Darüber hinaus konstituiert sich die stumme Wirksamkeit des Paktes auf einer räumlichen Ebene: Einerseits, weil sich das asymmetrische Machtgefüge zwischen Wartenden und Instanzen, die auf sich warten lassen, über die räumliche Ordnung der Vorzimmer konstituiert. (vgl. dazu insbesondere Carl Schmitt 1954, S. 19) Andererseits, weil der räumlich-perspektivische Aspekt der Wartezeit bereits etymologisch eingeschrieben ist, und über die jeweilige Blickkomponente transportiert wird. So liest man im Grimmschen Wörterbuch: „warten hiesz ursprünglich schauen [...] der wartende schaut nach etwas, harrt bis es kommt.“ (Grimm, 1984 [1838-1961], Bd. 3, Sp. 1044)

Institutionalisierte Wartezeiten werden um 1800 insbesondere im Zuge der bürokratischen Entwicklung erzeugt, schlagen sich aber erst um 1900 auf einschlägige Weise in einem neuen Genre, den „Romanen der Institution“ (Campe 2004, 197 f.), wie Franz Kafkas „Proceß“- und „Schloß“-Romanen, Robert Musils „Die Verwirrungen des Zöglings Törleß“ oder Thomas Manns „Zauberberg“ nieder. Damit geht gleichzeitig eine Umstellung in der historischen Semantik des Wartens einher, das sich von der positiv konnotierten Erwartung im Sinne einer „Utopie der Erfüllung“ (Pikulik 1998, S. 30) löst, als ein Zustand sensorischer und psychologischer Deprivation nach innen kehrt, und das Warten wiederum mit eigenem Imaginationspotential ausstattet.

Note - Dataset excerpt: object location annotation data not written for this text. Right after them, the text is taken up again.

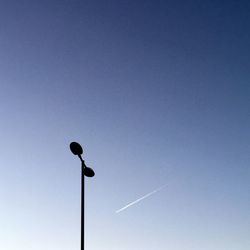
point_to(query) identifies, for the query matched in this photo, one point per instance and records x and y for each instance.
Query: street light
(76, 149)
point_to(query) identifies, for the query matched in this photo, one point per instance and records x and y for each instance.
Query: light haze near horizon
(154, 91)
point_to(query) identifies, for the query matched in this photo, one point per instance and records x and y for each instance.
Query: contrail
(140, 199)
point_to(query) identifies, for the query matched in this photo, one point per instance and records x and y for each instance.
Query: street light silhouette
(76, 149)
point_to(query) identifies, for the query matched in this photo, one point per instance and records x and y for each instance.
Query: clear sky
(157, 93)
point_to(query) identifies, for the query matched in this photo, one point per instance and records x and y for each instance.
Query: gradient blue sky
(157, 92)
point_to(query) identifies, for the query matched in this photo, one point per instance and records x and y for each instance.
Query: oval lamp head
(76, 148)
(89, 172)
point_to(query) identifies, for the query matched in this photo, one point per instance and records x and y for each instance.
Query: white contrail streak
(140, 199)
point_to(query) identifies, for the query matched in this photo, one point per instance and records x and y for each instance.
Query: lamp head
(76, 148)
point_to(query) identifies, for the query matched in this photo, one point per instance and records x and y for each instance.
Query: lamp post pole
(76, 149)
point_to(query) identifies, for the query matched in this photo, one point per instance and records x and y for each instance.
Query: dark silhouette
(76, 149)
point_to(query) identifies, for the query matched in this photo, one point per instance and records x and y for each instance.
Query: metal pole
(82, 208)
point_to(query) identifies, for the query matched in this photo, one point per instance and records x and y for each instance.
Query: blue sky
(157, 92)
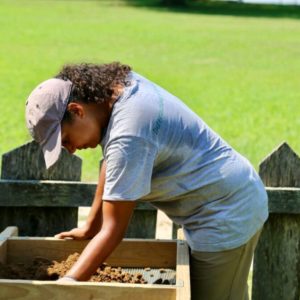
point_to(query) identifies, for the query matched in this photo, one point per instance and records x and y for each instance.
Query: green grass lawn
(237, 66)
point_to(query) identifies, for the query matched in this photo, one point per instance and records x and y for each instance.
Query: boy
(155, 149)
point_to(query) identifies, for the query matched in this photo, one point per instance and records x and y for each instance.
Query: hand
(76, 234)
(66, 279)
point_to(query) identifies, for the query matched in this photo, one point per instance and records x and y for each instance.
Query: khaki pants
(222, 275)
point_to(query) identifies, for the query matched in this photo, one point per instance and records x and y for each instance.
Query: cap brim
(52, 148)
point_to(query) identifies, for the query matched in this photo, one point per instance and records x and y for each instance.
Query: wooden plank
(36, 290)
(281, 168)
(27, 162)
(4, 235)
(9, 232)
(50, 193)
(183, 281)
(276, 267)
(130, 253)
(284, 200)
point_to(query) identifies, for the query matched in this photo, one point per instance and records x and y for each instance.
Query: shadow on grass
(224, 8)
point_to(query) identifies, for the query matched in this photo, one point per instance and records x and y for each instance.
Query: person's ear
(76, 109)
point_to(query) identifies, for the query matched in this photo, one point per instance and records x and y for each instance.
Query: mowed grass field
(239, 71)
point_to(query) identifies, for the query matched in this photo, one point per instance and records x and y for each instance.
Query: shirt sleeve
(129, 166)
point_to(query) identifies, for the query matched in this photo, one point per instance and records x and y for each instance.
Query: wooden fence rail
(276, 274)
(43, 202)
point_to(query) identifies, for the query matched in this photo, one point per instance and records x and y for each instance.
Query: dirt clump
(43, 269)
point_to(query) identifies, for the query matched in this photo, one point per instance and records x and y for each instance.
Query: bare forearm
(95, 253)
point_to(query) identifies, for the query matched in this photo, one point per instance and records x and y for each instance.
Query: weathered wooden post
(276, 274)
(27, 163)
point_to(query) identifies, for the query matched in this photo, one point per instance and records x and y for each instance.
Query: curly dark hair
(93, 83)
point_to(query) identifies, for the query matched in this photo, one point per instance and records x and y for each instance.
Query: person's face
(84, 130)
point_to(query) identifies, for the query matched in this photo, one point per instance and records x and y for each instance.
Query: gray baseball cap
(45, 108)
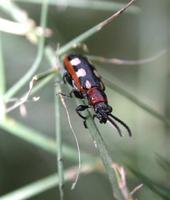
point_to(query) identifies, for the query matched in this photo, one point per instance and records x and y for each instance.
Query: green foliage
(140, 102)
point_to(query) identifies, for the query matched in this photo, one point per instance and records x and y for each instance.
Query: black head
(102, 110)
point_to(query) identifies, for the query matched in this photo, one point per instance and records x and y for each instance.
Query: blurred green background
(130, 37)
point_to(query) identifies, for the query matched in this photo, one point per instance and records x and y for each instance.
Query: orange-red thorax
(95, 95)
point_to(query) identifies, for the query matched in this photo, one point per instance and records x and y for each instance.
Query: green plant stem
(84, 4)
(59, 142)
(14, 89)
(104, 155)
(45, 184)
(2, 72)
(37, 139)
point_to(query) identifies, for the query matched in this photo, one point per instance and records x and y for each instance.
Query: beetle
(87, 84)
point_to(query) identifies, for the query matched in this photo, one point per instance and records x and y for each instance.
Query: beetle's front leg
(79, 109)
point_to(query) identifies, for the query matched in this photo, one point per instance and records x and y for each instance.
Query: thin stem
(84, 4)
(38, 139)
(2, 83)
(59, 142)
(119, 89)
(47, 183)
(14, 89)
(104, 155)
(2, 72)
(91, 31)
(118, 61)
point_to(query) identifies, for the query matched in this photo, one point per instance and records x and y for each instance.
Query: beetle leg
(63, 94)
(82, 108)
(67, 78)
(76, 94)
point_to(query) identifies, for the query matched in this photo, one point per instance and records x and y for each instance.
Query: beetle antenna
(115, 125)
(122, 123)
(77, 143)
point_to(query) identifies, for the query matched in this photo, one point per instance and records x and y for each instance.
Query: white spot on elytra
(75, 61)
(95, 72)
(81, 72)
(88, 84)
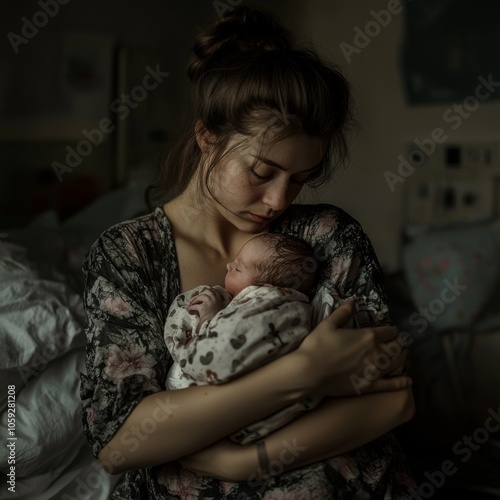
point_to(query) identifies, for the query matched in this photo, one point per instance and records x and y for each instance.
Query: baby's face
(241, 272)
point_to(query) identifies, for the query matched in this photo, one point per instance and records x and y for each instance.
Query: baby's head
(273, 259)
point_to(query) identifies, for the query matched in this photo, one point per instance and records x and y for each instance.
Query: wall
(31, 95)
(388, 123)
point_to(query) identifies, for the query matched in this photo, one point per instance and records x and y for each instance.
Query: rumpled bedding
(41, 330)
(256, 326)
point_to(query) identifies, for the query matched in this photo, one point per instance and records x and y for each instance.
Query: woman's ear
(204, 138)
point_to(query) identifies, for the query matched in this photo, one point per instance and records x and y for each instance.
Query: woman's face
(242, 271)
(254, 185)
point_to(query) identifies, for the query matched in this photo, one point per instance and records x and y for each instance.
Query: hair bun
(241, 30)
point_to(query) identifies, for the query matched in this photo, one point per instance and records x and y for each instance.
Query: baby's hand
(207, 304)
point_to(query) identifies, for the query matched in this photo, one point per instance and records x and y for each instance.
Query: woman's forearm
(337, 426)
(171, 424)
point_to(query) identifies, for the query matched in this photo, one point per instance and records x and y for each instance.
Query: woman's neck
(198, 219)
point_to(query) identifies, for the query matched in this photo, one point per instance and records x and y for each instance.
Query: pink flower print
(132, 360)
(345, 466)
(180, 482)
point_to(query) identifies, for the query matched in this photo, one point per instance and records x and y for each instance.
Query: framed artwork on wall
(449, 48)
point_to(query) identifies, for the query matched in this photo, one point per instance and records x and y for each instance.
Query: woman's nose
(276, 198)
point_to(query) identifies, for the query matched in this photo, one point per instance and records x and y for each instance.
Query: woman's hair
(249, 78)
(290, 263)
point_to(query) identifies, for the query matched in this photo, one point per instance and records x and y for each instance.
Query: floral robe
(132, 275)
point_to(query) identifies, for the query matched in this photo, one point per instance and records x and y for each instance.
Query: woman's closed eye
(261, 176)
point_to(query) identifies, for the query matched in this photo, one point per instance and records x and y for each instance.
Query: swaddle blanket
(256, 326)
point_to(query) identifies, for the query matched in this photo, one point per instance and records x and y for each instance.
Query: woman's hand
(223, 460)
(343, 362)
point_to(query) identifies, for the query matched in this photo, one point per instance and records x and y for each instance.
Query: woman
(268, 118)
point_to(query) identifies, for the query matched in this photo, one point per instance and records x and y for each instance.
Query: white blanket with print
(256, 326)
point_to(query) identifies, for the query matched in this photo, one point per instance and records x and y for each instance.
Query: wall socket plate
(455, 157)
(454, 184)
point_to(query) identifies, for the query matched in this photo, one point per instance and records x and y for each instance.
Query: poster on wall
(450, 47)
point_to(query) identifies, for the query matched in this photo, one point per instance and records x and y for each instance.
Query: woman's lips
(260, 219)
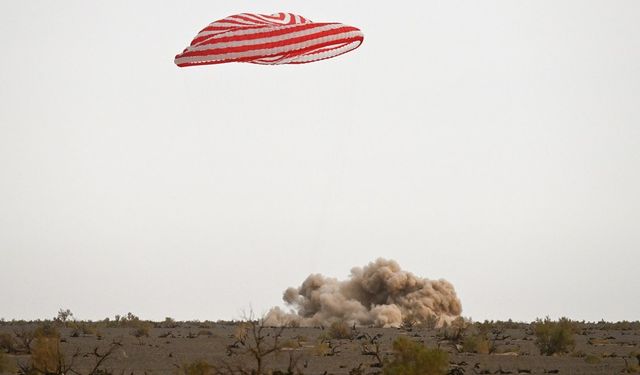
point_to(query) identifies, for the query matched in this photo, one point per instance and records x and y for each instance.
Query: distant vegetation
(555, 337)
(34, 347)
(413, 358)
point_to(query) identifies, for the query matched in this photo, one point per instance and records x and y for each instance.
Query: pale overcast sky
(495, 144)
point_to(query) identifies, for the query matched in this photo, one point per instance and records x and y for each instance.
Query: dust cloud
(379, 294)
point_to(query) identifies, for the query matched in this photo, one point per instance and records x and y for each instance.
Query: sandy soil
(165, 349)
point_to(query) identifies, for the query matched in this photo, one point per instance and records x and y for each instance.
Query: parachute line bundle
(282, 38)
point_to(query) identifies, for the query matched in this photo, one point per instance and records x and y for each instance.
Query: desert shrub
(200, 367)
(63, 316)
(412, 358)
(554, 337)
(7, 343)
(25, 337)
(46, 356)
(340, 330)
(6, 366)
(46, 329)
(476, 344)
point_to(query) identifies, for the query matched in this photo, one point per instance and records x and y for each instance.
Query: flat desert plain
(599, 349)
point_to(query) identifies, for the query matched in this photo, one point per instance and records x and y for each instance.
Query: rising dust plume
(379, 294)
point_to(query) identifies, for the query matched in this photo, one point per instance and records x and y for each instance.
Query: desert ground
(140, 347)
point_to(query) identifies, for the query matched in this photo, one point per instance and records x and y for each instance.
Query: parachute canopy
(282, 38)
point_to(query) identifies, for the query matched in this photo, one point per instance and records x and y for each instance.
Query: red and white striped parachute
(282, 38)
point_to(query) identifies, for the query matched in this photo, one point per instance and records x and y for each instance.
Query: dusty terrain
(599, 349)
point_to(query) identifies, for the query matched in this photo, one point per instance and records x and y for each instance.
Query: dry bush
(25, 337)
(47, 358)
(199, 367)
(255, 340)
(6, 365)
(412, 358)
(46, 329)
(554, 337)
(7, 343)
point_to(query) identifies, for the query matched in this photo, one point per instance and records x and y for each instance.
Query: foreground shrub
(554, 337)
(412, 358)
(200, 367)
(6, 367)
(7, 343)
(47, 358)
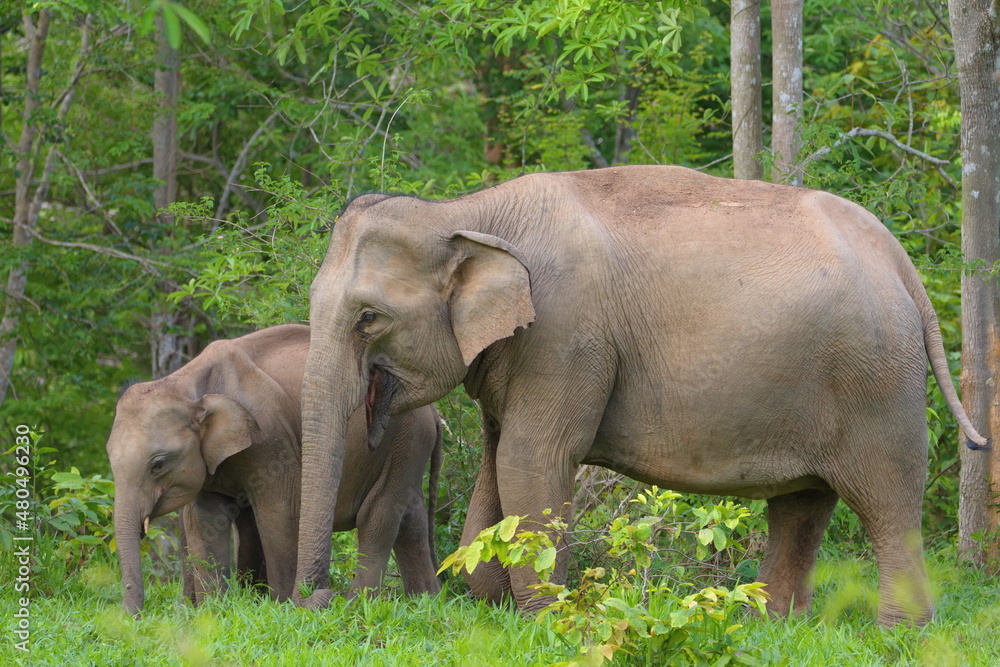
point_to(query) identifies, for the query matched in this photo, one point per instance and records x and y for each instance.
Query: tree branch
(240, 165)
(865, 132)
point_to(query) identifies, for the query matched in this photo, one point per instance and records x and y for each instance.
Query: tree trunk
(748, 133)
(786, 58)
(977, 40)
(24, 217)
(166, 337)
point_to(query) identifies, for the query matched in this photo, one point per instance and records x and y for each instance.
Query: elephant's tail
(432, 486)
(939, 364)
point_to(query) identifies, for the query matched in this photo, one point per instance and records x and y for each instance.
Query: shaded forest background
(186, 160)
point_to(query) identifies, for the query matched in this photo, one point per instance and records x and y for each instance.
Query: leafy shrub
(625, 610)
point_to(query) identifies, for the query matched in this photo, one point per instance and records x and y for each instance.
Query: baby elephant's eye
(366, 318)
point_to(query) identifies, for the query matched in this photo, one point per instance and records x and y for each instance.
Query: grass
(78, 620)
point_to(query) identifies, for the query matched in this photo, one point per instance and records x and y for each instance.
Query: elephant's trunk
(128, 532)
(331, 390)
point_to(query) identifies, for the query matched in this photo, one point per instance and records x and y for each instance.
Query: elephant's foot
(320, 599)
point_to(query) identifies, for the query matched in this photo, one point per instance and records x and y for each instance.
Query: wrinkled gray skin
(221, 438)
(701, 334)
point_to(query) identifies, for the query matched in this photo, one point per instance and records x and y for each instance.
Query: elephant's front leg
(489, 580)
(378, 524)
(275, 509)
(547, 431)
(206, 525)
(413, 549)
(250, 561)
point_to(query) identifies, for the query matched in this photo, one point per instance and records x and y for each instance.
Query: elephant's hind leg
(890, 510)
(796, 522)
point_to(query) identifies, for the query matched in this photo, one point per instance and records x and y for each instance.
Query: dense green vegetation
(287, 110)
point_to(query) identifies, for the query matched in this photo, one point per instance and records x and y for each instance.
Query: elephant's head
(404, 302)
(162, 446)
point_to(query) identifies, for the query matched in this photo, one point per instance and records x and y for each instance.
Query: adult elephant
(702, 334)
(220, 438)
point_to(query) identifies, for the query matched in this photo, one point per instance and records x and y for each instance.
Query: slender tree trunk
(24, 222)
(165, 325)
(786, 24)
(625, 133)
(748, 132)
(976, 32)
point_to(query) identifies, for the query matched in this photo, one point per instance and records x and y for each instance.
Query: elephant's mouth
(382, 387)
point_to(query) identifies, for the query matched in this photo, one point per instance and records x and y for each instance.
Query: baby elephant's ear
(227, 428)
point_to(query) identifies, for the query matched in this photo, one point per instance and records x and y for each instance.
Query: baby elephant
(221, 438)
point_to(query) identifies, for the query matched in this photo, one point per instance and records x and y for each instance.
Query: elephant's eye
(364, 321)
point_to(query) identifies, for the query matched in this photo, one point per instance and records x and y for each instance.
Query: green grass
(78, 620)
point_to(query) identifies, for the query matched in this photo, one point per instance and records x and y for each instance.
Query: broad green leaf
(545, 560)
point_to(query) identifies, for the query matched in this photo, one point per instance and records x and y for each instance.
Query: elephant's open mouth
(382, 387)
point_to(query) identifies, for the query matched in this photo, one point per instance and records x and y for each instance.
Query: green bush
(630, 609)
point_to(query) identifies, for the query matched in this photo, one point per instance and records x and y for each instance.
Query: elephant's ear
(227, 428)
(491, 292)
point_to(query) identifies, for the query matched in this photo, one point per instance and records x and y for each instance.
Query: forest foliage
(288, 110)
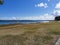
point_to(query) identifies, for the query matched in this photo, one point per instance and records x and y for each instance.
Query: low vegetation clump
(30, 34)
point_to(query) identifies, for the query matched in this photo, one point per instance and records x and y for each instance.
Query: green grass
(30, 34)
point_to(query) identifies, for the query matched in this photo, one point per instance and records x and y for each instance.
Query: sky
(29, 9)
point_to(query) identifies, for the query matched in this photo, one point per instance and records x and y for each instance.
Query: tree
(1, 2)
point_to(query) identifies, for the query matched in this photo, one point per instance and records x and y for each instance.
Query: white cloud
(56, 12)
(42, 5)
(41, 17)
(58, 5)
(48, 0)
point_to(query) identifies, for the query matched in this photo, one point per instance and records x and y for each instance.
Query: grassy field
(30, 34)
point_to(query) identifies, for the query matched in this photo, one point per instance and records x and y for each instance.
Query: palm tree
(1, 2)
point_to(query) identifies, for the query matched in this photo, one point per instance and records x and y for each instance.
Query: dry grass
(30, 34)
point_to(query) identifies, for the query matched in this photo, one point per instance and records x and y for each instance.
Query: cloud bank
(42, 5)
(41, 17)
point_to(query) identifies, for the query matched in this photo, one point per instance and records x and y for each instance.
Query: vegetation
(30, 34)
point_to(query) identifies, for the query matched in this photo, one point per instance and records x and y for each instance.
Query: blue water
(3, 22)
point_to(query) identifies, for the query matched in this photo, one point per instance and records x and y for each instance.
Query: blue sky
(30, 9)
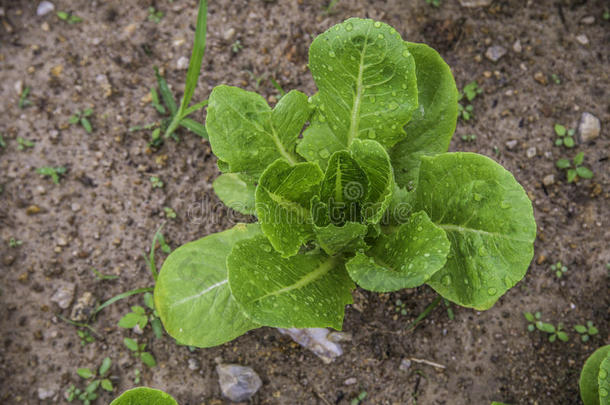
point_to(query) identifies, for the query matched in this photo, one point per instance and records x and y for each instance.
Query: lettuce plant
(351, 186)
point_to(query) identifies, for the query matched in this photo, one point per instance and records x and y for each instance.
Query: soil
(104, 212)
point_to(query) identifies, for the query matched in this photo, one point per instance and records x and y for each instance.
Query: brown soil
(104, 212)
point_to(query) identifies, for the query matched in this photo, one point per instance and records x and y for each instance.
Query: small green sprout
(138, 350)
(169, 213)
(236, 46)
(586, 332)
(54, 172)
(23, 143)
(565, 136)
(23, 98)
(82, 119)
(559, 269)
(89, 394)
(69, 17)
(470, 92)
(156, 182)
(14, 242)
(575, 168)
(554, 332)
(155, 15)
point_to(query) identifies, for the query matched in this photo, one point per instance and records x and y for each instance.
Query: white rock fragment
(44, 7)
(582, 39)
(475, 3)
(238, 383)
(64, 295)
(182, 63)
(589, 127)
(494, 53)
(317, 340)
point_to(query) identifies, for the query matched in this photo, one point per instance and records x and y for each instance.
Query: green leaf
(144, 396)
(367, 85)
(304, 291)
(374, 160)
(488, 219)
(247, 135)
(589, 376)
(343, 190)
(236, 190)
(405, 259)
(192, 290)
(85, 373)
(433, 123)
(129, 320)
(335, 239)
(105, 366)
(148, 359)
(107, 385)
(560, 130)
(283, 199)
(131, 344)
(563, 163)
(584, 172)
(579, 158)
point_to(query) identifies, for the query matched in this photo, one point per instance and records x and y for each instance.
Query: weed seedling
(554, 332)
(23, 98)
(89, 394)
(575, 169)
(141, 317)
(565, 136)
(55, 173)
(236, 47)
(82, 118)
(470, 92)
(155, 15)
(586, 332)
(69, 17)
(23, 143)
(559, 269)
(139, 351)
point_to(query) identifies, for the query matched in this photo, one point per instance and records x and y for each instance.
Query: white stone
(589, 127)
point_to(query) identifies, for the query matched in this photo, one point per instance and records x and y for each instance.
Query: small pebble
(589, 127)
(238, 383)
(494, 53)
(582, 39)
(45, 7)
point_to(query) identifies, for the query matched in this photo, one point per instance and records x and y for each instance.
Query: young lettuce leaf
(236, 190)
(283, 199)
(488, 219)
(367, 87)
(144, 396)
(247, 135)
(307, 290)
(192, 293)
(404, 259)
(433, 124)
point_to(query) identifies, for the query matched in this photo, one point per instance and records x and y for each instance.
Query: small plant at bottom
(559, 269)
(555, 332)
(90, 392)
(575, 168)
(82, 118)
(565, 136)
(55, 173)
(586, 332)
(470, 92)
(139, 351)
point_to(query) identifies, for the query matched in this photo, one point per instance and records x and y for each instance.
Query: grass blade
(194, 126)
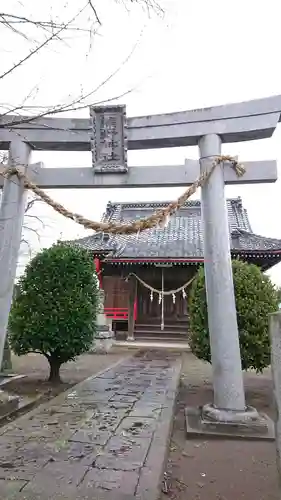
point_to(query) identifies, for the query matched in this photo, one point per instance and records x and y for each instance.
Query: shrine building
(135, 269)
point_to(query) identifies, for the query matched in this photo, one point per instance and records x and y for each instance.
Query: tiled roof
(181, 238)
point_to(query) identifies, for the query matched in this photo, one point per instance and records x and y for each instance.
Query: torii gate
(108, 133)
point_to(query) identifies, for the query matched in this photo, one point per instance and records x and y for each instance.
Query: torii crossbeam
(207, 128)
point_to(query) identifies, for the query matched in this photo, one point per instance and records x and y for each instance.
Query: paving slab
(106, 438)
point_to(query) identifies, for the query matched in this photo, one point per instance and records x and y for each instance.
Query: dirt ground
(219, 469)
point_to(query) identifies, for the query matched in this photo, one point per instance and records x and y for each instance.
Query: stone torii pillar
(222, 318)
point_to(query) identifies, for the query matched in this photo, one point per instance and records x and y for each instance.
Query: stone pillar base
(103, 342)
(8, 403)
(211, 421)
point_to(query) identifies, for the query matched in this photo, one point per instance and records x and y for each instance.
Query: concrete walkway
(105, 439)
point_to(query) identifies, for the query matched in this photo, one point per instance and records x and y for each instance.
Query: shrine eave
(264, 259)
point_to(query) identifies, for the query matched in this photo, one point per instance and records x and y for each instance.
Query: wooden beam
(154, 176)
(250, 120)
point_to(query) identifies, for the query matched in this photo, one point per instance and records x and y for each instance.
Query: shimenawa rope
(159, 217)
(162, 292)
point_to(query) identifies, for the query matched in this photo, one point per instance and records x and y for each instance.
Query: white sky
(200, 54)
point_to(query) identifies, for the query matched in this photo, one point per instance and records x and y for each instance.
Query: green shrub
(55, 309)
(255, 297)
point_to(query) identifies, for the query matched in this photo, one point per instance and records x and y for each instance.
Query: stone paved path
(104, 439)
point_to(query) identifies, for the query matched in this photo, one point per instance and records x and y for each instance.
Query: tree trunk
(7, 358)
(54, 376)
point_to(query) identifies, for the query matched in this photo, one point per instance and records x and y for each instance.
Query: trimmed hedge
(256, 297)
(54, 312)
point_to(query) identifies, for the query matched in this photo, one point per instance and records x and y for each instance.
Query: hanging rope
(162, 292)
(160, 217)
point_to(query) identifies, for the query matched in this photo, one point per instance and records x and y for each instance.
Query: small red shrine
(146, 277)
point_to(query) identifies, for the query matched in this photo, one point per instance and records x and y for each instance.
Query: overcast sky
(199, 54)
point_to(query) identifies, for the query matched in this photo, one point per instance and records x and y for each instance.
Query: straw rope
(159, 217)
(162, 292)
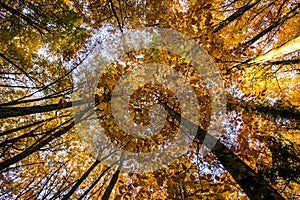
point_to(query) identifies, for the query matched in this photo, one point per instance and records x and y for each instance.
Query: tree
(253, 43)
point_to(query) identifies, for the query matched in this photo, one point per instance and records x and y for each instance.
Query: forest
(220, 118)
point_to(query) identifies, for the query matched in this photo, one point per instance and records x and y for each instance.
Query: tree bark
(252, 184)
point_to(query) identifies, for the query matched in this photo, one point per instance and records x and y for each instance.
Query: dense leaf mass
(255, 46)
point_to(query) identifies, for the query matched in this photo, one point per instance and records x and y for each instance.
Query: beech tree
(255, 46)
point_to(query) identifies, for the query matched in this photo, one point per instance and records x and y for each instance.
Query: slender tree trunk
(236, 15)
(79, 181)
(252, 184)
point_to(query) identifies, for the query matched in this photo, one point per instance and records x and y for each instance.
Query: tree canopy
(254, 45)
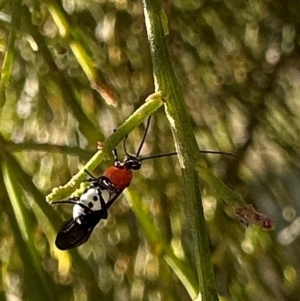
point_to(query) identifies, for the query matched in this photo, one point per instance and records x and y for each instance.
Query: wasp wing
(75, 232)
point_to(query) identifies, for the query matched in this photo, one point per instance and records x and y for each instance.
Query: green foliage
(73, 71)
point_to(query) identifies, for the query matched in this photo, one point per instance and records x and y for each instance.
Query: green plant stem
(186, 146)
(153, 102)
(10, 48)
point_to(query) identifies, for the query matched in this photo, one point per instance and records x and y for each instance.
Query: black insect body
(91, 207)
(88, 210)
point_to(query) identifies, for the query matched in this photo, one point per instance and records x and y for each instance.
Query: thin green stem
(185, 142)
(10, 47)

Ziel des angestrebten Dissertationsprojekts ist es, im Rahmen des Doktorandenkollegs „Zeitkulturen“ durch die Analyse der genannten einschlägigen literarischen Werke um 1900 zu zeigen, wie Zeitordnungen des Wartens im Zusammenspiel der Machtgefüge von Institutionen immer wieder neu konstituiert werden.

Die Fragestellung zielt zudem auf die narrative Umsetzung von Warteszenerien ab. Der Dauerzustand des Wartens als „Ereignis ohne Ereignis“ (Jacques Derrida 1992, S. 56) und – vermeintliche ‒ Abwesenheit von Handlung stellt eine Herausforderung an die Gestaltung des Erzähldiskurses dar, da Erzählen als grundlegende Form der kulturellen Konstruktion von Zeit (A. Assmann 2006, S. 131) primär mit Handlung, Dynamik und Veränderung einhergeht. (vgl. dazu insbesondere Schardt, 1995, S. 61 ff.)

Literatur

Assmann, Aleida: Einführung in die Kulturwissenschaft. Grundbegriffe, Themen, Fragestellungen, Berlin 2006.

Barthes, Roland: Fragmente einer Sprache der Liebe, aus dem Französischen von Hans-Horst Henschen, Frankfurt am Main 1988.

Blanchot, Maurice: Warten Vergessen, aus dem Französischen von Johannes Hübner, Frankfurt am Main 1964.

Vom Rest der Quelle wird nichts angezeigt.